Take the beehive supers. I had a spare super with no frames in it. I thought I would get some frames in case I needed to use the super, so ordered them, only to notice after they had arrived that the super was missing the metal frame spacers that are supposed to go along the top of each side, and that I didn't have a spare set of spacers in my box of beekeeping bits. I don't know why it didn't have any spacers. Maybe it used to have plastic ones and I removed them so that I could clean it. It didn't look as though it had ever felt the blowlamp's kiss, in fact it looked unused, so probably it was one of a set I bought a couple of years ago from a cheap and useful US beekeeping supplies firm which, alas, abandoned its attempt to break into the UK market even before Brexit sent sterling plummeting.
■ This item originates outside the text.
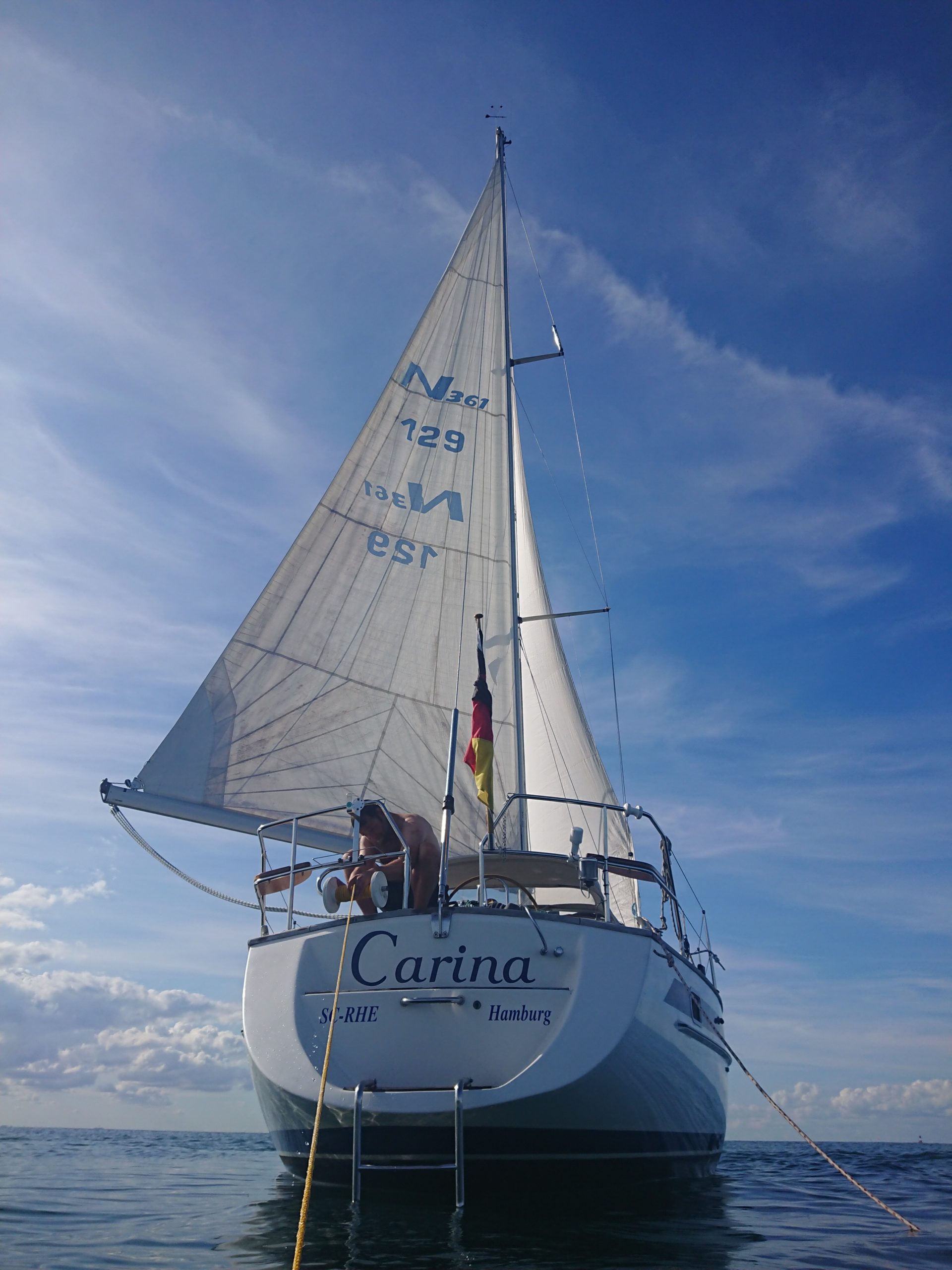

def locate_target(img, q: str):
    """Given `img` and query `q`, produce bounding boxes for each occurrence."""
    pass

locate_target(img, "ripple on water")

In that case it may never have had spacers, since they wouldn't have come as part of the budget kit.
So I had to send off for spacers, which was a bore because if I'd noticed in time they could have shared the delivery charge with the frames. This morning I made up the frames, a job I should obviously have done in the winter ready for the season ahead if only I'd been better organised and had fewer colds. Then I found that the metal spacer would not fit properly along one side of the super because in assembling the box I had banged a nail in about three millimeters higher than it should have been, and the nail was now obstructing the narrow slit the metal spacer bar had to fit into.
I tried to pull the nail out with a pair of pliers, but without success, even after I'd squashed the grain of the surrounding wood to try and get a better grip. I had to appeal to the Systems Administrator for help, who tried doing what I'd been doing but with a different pair of pliers and then a small mole grip. The nail refused to budge. The SA eyed up the joints of the box and asked if they had just been glued and I said no, I'd assembled it about two years ago. The SA fetched a third tool, which was a small saw with a blade narrow enough to fit into the slit, and sawed through the nail, which had been on my list of techniques to try, only I didn't have a saw.
Finally about two hours after starting I had a box with frames in it in a fit state to be put on the bees if needed. And I'd thought that making up the frames would take no more than fifty minutes at five minutes a frame.